Ma traballava su quei tacchi alti, ed il viso aveva perso un po’ del solito
colore. Deciso a rimanerle vicino, erano stati accerchiati dal Glee Club al
completo. Erano tutti intenti a complimentarsi con la Berry per il cambiamento
di stile ed aveva sentito Sam mormorare ad Artie che non avrebbe mai pensato
che sotto quei vestitini da sfigata, Rachel nascondesse tutto quel ben di dio. Brittany
continuava a chiederle se era sicura di non essere un alieno a forma di Rachel
Berry. Aveva tanto sentito parlare dei casi di adduzione, ed aveva cominciato a
toccarla per provare che non fosse un ologramma o qualcosa del genere,
provocando uno sbuffo da parte di Santana. Poi il mondo sembrò andare al
rallentatore. Finn si stava avvicinando, lasciando in disparte la sua ragazza.
Aveva aperto le braccia e lei vi era letteralmente caduta in mezzo. Una mano di
Puck aveva cercato di sorreggerla all’istante, ma Finn aveva bloccato il
corpicino della ragazza ed uno sguardo terrorizzato era spuntato sul suo volto.
Era svenuta. Di corsa l’avevano trasportata nuovamente nel locale tra le
braccia di Hudson, e l’avevano stesa su uno dei tavoli. Mercedes e Kurt
urlavano di lasciarla respirare, e le avevano spruzzato un po’ d’acqua fredda
sul viso. Qualche minuto ancora e la brunetta si era ripresa. Noah era seduto
lì accanto, e le stringeva delicatamente una mano. Doveva essere suo il primo
viso che avrebbe trovato al suo risveglio, e così fu. –Perdonami Noah, io…non
volevo, ho rovinato questo bel momento…- aveva cominciato a singhiozzare,
stordita. Lui aveva solo potuto abbracciarla, e sussurrarle dolcemente all’orecchio.
-Non farmi più una cosa del genere, Berry. O se proprio vuoi farlo, cerca di
svenire tra le mie braccia. Potrei decidere di approfittarne per rapirti da questo
branco di imbranati.-. Lei aveva sorriso ed aveva nascosto il volto nell’incavo
della sua spalla. Pian piano tutto era tornato alla normalità, ma lui sapeva
che non sarebbe stato più lo stesso. Che fosse per sesso, o chissà per cos’altro,
Rachel Berry doveva essere sua. E al diavolo Lauren, al diavolo Finn, Alex, Sam
o chi altri intendeva mettergli i bastoni tra le ruote.

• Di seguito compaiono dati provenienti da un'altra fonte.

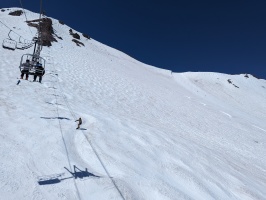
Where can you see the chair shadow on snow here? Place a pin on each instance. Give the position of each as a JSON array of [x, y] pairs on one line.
[[57, 178], [55, 118]]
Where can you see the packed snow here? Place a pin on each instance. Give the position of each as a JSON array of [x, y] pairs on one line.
[[147, 133]]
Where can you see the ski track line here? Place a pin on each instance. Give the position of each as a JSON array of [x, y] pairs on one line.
[[230, 116], [259, 128]]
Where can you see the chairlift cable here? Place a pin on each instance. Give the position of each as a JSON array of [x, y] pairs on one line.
[[61, 131], [13, 30], [25, 15]]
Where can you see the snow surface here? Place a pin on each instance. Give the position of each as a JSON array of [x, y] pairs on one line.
[[147, 133]]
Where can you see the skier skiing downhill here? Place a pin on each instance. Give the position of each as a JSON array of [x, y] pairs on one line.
[[79, 122]]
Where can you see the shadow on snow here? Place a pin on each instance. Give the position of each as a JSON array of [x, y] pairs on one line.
[[57, 178], [55, 118]]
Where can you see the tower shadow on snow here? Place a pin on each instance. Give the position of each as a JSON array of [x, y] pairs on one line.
[[78, 173], [55, 118], [57, 178]]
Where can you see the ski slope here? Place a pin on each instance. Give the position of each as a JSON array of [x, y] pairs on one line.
[[147, 133]]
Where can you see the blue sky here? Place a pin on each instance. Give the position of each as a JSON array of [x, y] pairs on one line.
[[188, 35]]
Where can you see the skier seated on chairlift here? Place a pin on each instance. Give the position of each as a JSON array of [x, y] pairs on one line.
[[79, 122], [25, 69], [39, 72]]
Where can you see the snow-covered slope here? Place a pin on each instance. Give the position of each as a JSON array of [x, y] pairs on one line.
[[147, 133]]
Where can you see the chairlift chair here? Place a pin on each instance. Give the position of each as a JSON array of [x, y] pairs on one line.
[[34, 59], [8, 43]]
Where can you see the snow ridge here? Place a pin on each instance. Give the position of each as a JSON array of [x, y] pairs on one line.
[[156, 134]]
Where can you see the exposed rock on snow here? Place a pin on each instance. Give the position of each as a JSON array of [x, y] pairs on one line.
[[16, 13]]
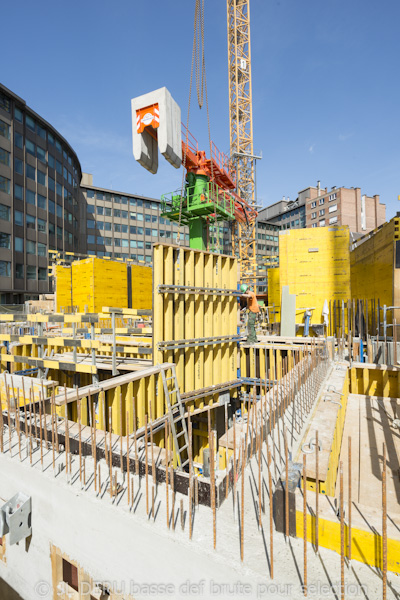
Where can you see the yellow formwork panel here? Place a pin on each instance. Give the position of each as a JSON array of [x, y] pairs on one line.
[[366, 547], [180, 317], [375, 381], [315, 264], [64, 297], [141, 284], [97, 282], [372, 266]]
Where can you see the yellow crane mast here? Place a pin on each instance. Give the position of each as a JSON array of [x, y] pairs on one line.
[[241, 130]]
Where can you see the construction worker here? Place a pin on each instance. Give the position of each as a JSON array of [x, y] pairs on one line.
[[253, 310]]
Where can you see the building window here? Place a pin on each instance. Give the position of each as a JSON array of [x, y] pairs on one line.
[[30, 272], [30, 224], [4, 129], [4, 184], [18, 140], [19, 218], [31, 172], [41, 132], [19, 166], [18, 115], [18, 243], [41, 154], [30, 246], [30, 147], [30, 123], [5, 268], [42, 178], [4, 102], [30, 197], [5, 240], [4, 212]]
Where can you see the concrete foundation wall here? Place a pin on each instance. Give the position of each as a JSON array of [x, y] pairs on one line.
[[107, 542]]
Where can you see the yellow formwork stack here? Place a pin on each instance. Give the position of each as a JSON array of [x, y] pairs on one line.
[[274, 294], [97, 282], [64, 297], [315, 264], [141, 283], [180, 315]]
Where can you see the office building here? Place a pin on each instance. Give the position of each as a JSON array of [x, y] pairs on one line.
[[40, 207]]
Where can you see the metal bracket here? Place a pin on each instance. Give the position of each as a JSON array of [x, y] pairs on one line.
[[15, 518]]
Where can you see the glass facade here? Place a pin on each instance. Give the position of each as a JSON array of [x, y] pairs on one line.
[[124, 226], [267, 241], [36, 199]]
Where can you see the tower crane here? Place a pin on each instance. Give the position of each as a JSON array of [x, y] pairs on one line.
[[241, 132], [216, 188]]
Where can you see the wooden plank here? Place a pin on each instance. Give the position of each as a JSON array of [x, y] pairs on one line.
[[110, 383]]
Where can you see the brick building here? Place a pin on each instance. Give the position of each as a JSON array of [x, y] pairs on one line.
[[343, 206]]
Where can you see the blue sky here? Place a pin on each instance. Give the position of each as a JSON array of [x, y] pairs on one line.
[[325, 86]]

Bene, spero di essere stata abbastanza veloce! Sto
letteralmente cadendo dalla sedia per il sonno, ma volevo pubblicare subito, per
sapere cosa ne pensate. Mi sono dimenticata di dirvi che nel primo capitolo la
canzone è Never Again di Kelly Clarkson, mentre Come in closer, di questo
capitolo, è dei fantastici Blue October. Piccola curiosità: il nome della band
prende spunto da una canzone dei Savage Garden, Crash and Burn, anche se l’ho
cambiato in Crush perché il mio ignaro ragazzo pensa che faccia più “pawa”! XD
Vi lascio, me ne vado a letto!
Chiedo scusa per eventuali orrori di ortografia e battitura.